Eugene Robinson does kick his ass, starting with this paragraph, and then cranking it up:
"There is nothing radical or un-American in holding these hearings," Rep. Peter King (R-N.Y.) claimed Thursday as he launched his McCarthyite probe of American Muslims. He could not have been more wrong. If King is looking for threats to our freedoms and values, a mirror would be the place to start
And Mike Littwin mopped up the Irish Republican Army supporter:
King told The Times that he understood "why people who are misinformed might see a parallel" between the IRA and al-Qaeda. "The fact is," he said, "the IRA never attacked the United States. And my loyalty is to the United States."
But a piece in Salon recalls the 1983 Christmas-season Harrods bombing, in which six people were killed, including an American, Kenneth Salvesan, 28, a business consultant from Chicago. Eighty-four were wounded that day. And King, it's fair to say, didn't go to help find the killers.
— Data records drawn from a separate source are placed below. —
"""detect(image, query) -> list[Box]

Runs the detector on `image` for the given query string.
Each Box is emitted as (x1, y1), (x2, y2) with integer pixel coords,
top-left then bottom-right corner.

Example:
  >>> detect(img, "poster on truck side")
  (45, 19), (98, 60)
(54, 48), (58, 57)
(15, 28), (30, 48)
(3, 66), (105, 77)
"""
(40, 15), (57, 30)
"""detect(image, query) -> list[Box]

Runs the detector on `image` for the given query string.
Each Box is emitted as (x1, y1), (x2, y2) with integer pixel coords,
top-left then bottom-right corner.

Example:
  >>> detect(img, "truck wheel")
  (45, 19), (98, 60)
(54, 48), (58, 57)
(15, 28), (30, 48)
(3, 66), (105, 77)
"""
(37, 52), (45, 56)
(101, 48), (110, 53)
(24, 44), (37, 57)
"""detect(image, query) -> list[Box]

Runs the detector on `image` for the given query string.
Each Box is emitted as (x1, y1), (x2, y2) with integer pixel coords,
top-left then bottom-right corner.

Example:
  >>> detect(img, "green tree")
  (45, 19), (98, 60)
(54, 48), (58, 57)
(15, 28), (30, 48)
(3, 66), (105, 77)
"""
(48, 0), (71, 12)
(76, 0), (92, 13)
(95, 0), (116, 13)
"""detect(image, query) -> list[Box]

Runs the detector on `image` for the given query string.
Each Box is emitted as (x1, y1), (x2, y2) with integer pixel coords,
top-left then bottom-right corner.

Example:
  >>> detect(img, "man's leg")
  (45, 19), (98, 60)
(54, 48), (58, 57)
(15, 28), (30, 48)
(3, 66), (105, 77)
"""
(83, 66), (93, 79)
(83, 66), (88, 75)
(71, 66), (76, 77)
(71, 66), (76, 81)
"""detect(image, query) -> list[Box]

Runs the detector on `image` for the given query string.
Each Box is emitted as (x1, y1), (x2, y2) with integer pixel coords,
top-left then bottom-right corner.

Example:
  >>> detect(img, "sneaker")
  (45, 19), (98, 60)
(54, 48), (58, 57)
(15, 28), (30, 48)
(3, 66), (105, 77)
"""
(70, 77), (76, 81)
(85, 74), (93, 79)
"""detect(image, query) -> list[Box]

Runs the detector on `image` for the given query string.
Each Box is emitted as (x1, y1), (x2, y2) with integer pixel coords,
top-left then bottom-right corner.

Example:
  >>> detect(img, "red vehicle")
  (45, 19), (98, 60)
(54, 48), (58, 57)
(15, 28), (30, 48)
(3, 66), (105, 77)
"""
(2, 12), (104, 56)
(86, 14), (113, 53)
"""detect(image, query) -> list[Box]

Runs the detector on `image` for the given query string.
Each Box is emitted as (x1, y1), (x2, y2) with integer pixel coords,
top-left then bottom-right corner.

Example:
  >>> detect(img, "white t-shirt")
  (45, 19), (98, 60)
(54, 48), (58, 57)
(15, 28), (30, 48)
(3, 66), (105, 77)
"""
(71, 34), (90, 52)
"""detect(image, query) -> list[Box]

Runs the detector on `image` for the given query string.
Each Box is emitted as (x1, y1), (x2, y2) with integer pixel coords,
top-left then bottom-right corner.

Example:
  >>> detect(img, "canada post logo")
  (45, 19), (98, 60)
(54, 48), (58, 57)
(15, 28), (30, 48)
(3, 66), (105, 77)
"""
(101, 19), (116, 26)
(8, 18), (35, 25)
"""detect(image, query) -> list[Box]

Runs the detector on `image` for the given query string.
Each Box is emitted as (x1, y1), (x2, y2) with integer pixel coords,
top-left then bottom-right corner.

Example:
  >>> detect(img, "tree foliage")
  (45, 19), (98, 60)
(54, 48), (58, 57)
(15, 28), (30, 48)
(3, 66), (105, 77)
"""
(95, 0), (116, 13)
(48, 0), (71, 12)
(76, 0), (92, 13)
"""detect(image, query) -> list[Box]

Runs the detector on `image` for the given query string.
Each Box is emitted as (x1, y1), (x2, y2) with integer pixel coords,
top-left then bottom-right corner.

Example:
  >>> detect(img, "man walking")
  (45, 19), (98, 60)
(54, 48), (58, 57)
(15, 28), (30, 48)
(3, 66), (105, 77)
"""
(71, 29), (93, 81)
Personal experience tells Dave Weigel that, federal dollars or no, NPR will continue to be a Republican punching bag forever even if it becomes National Private Radio:
NPR is eternally apologizing for its liberal image, and it does so because it gets government funding. But would that change if the source of NPR's funding changed? No matter how NPR survives (and it's going to, even if [Sen. Jim] DeMint takes power in a coup tomorrow), it will owe some donor something. Its donors will be subject to public pressure. There will be critics who will attempt—and succeed—to discredit what it reports because of who funds it.
One of the best things about Paul Krugman is that he's a liberal who, unlike too many of the breed, isn't afraid to piss people off on his own side of the spectrum:
Health care is only one of the large and difficult problems America needs to deal with, ranging from infrastructure to climate change, all of which demand that we engage in a lot of hard thinking. Yet what we have instead is a political culture in which one side sneers at knowledge and exalts ignorance, while the other side hunkers down and pretends to halfway agree.
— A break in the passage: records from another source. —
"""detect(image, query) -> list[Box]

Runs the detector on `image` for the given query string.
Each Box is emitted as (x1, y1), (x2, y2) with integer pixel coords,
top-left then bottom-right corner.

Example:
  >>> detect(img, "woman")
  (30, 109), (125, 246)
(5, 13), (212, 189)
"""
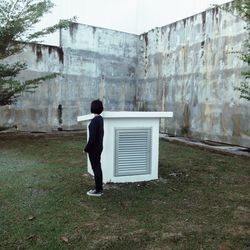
(84, 100), (104, 196)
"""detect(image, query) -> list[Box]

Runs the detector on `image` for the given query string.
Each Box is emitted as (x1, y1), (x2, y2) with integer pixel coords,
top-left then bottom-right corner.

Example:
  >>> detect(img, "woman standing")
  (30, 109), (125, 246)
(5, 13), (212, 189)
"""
(84, 100), (104, 196)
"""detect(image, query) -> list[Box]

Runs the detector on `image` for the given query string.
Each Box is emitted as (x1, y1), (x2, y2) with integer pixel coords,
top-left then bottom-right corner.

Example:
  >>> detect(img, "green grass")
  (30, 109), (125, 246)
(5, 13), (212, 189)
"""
(0, 134), (250, 250)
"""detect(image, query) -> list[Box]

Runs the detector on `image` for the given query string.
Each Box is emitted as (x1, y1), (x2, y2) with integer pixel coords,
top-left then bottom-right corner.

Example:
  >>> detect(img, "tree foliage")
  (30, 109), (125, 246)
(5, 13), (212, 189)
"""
(0, 0), (75, 106)
(229, 0), (250, 101)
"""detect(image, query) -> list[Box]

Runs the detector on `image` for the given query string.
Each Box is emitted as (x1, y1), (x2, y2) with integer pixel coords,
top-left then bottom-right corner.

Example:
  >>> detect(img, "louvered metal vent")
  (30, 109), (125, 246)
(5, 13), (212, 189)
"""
(114, 128), (152, 176)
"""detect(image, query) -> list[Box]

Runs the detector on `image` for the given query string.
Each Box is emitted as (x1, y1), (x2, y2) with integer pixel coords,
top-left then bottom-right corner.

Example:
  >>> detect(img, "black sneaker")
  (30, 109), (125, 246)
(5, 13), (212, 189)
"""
(87, 189), (103, 196)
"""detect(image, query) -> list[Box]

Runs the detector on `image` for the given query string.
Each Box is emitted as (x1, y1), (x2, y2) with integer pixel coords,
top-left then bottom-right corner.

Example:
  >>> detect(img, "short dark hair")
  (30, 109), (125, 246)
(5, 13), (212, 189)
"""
(90, 100), (103, 115)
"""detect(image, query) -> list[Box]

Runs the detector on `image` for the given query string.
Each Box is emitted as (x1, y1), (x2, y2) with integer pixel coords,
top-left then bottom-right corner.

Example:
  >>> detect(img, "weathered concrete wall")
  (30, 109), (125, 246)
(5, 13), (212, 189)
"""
(0, 23), (138, 131)
(0, 5), (250, 146)
(136, 5), (250, 146)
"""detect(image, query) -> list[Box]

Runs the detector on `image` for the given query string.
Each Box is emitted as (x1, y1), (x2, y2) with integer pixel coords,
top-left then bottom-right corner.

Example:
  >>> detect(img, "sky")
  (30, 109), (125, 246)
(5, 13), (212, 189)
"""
(37, 0), (231, 45)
A Los Angeles Times Editorial calls Secure Communities, which was designed to track and deport violent criminals who aren't citizens, a major flop that has diverted state and local police from what they should be doing. Sixty percent of the 87,534 immigrants deported were guilty of minor or no crimes.
William Rivers Pitt:
On this day, it behooves us to remember the words of Martin Niemoller.
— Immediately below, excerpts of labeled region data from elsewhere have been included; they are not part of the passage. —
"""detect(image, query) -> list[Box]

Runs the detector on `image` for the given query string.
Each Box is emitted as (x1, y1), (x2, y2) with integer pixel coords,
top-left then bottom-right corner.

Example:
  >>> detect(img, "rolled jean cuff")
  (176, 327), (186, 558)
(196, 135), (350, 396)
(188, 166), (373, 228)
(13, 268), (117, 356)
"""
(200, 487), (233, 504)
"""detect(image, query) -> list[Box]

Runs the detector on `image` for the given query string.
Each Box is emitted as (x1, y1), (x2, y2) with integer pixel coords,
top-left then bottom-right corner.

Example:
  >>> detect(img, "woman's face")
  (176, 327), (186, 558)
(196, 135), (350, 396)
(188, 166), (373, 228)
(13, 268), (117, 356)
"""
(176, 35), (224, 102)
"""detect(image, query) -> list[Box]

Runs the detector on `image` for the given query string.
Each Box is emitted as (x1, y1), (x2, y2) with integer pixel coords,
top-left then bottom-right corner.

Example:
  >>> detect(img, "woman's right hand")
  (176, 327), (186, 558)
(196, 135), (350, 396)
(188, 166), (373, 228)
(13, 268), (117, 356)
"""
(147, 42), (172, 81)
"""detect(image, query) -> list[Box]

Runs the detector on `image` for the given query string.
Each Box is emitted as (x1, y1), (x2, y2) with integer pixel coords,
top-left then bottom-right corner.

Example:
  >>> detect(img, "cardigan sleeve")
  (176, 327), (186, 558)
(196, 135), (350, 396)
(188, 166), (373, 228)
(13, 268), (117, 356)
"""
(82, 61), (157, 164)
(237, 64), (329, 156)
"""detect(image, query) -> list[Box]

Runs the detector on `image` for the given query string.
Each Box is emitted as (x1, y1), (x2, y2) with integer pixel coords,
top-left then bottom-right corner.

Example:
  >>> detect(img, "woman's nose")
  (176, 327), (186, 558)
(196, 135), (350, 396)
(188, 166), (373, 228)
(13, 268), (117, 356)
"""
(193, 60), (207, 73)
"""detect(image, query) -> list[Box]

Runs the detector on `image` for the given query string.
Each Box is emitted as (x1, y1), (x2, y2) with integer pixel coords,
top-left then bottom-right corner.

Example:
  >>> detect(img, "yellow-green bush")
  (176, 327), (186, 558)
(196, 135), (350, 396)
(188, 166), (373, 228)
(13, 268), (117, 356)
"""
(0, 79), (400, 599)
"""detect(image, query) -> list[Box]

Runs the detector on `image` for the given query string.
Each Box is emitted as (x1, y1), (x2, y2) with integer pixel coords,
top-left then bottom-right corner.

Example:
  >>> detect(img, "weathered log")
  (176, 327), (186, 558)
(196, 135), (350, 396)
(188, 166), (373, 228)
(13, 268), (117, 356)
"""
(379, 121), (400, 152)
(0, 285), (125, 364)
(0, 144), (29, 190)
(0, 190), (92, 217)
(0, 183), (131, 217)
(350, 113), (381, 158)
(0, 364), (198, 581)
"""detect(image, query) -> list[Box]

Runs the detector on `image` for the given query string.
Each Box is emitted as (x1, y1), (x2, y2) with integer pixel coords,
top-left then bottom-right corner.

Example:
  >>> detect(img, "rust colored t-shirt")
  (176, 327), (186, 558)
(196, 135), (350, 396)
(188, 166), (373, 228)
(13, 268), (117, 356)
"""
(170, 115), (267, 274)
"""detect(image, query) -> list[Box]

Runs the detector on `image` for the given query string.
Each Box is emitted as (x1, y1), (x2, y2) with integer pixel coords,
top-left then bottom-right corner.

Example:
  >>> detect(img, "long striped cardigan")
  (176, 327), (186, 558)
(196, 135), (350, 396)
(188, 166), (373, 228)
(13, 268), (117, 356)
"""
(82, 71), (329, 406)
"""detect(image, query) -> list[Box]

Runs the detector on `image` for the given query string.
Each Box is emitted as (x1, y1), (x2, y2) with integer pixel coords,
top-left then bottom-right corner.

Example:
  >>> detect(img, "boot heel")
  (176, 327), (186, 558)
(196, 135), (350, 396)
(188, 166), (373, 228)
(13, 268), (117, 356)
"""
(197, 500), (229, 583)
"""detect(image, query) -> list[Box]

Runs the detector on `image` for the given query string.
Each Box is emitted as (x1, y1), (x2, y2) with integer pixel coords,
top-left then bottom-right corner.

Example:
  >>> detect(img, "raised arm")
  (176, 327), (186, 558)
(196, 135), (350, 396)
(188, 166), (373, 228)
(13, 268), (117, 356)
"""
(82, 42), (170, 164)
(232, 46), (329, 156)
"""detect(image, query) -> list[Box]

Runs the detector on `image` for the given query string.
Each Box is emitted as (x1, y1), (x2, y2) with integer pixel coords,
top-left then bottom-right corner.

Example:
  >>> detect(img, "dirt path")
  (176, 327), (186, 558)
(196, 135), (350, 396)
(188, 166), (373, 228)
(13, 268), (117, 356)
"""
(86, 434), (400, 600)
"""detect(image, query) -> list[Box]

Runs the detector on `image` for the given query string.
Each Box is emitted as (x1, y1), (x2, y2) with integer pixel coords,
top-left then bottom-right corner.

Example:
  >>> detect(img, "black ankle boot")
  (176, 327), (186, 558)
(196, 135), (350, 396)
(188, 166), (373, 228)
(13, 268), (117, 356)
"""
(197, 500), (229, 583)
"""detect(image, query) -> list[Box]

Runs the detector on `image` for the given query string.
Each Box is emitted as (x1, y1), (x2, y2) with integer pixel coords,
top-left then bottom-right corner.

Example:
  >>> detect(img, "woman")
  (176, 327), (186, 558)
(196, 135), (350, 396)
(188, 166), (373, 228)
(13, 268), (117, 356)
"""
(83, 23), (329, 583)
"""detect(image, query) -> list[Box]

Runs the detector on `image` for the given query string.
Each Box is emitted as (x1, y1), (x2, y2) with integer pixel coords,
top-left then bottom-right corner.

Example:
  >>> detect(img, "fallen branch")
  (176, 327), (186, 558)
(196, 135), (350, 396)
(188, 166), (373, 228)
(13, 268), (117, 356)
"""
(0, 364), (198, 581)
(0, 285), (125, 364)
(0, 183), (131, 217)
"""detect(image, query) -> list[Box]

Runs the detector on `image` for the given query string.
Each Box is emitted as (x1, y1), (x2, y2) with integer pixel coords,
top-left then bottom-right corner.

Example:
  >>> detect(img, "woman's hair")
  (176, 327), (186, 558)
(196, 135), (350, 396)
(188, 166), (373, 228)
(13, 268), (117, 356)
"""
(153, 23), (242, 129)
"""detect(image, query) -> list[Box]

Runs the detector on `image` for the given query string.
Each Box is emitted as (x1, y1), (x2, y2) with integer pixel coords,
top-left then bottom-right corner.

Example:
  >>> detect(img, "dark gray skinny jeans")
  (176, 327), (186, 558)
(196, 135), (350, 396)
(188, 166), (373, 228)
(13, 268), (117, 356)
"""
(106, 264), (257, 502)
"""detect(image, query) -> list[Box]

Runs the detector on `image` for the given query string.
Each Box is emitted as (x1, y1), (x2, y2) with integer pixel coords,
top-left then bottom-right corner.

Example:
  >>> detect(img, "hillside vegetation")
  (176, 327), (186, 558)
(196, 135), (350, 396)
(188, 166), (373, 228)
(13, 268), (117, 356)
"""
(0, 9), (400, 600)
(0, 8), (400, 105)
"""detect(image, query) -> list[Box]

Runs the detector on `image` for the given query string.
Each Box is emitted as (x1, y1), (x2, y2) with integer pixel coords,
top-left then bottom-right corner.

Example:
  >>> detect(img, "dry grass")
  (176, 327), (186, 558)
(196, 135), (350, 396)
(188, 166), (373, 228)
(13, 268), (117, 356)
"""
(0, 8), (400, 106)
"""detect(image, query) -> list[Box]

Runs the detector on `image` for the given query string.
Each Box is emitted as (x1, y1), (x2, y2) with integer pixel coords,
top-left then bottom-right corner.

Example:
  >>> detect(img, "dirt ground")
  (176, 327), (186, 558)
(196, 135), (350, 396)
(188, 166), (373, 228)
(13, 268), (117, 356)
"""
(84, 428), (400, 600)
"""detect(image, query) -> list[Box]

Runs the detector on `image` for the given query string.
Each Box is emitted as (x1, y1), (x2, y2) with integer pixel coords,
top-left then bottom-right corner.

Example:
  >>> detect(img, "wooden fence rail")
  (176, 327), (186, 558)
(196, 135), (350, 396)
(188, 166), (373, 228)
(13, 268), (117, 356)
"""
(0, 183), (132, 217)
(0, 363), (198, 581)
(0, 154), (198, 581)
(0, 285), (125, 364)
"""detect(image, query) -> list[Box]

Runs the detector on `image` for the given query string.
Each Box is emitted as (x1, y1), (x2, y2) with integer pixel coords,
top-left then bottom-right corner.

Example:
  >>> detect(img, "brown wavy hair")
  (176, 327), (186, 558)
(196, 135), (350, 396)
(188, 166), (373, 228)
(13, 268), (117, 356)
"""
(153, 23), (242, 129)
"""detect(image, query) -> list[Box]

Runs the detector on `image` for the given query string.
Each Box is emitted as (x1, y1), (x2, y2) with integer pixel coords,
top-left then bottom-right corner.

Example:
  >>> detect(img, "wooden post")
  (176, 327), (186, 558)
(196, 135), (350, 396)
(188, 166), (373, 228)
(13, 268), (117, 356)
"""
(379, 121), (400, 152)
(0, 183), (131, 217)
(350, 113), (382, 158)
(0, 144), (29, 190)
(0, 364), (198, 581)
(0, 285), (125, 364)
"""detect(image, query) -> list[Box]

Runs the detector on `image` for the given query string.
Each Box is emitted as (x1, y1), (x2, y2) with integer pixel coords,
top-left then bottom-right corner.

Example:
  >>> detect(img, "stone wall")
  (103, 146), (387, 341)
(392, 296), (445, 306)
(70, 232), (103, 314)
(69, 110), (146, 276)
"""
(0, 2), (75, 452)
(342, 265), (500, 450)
"First they came for the communists," he wrote, "and I didn't speak out because I wasn't a communist. Then they came for the trade unionists, and I didn't speak out because I wasn't a trade unionist. Then they came for the Jews, and I didn't speak out because I wasn't a Jew. Then they came for me and there was no one left to speak out for me."
I am a trade unionist, and yesterday in Wisconsin, they came for me. They came for you. They came for every working person in America, and their intent could not be more clear. Governor Scott Walker, along with the Koch Brothers and the right-wing radicals of the Republican Party, moved in darkness and with shameless deceit to gut the ability of dedicated laborers to bargain on an equal footing for the right to earn a living wage and to have access to decent health care.
Leonard C. Goodman says it's time American Jews who are Israel's true friends to stop supporting the American Israel Public Affairs Committee:
AIPAC is a victim of its own success. Its army of lobbyists, op-ed writers and big-money campaign donors have been rated above the National Rifle Association in effectiveness. It can get both Congress and the executive branch to blindly support Israel and shut down any debate that might expose the folly of that policy. The consequence is that the hardliners in Israel have been given the green light to colonize the West Bank and East Jerusalem, foreclosing the possibility of a settlement with the Palestinians, while the U.S. continues to talk about a “peace process” and a “two-state solution” but no one listens anymore to what we say.
Susan Nielsen argues unpersuasively that getting rid of the statute of limitations for all child sex abuse crimes—as some have proposed in Oregon (and elsewhere)—may do more harm than good.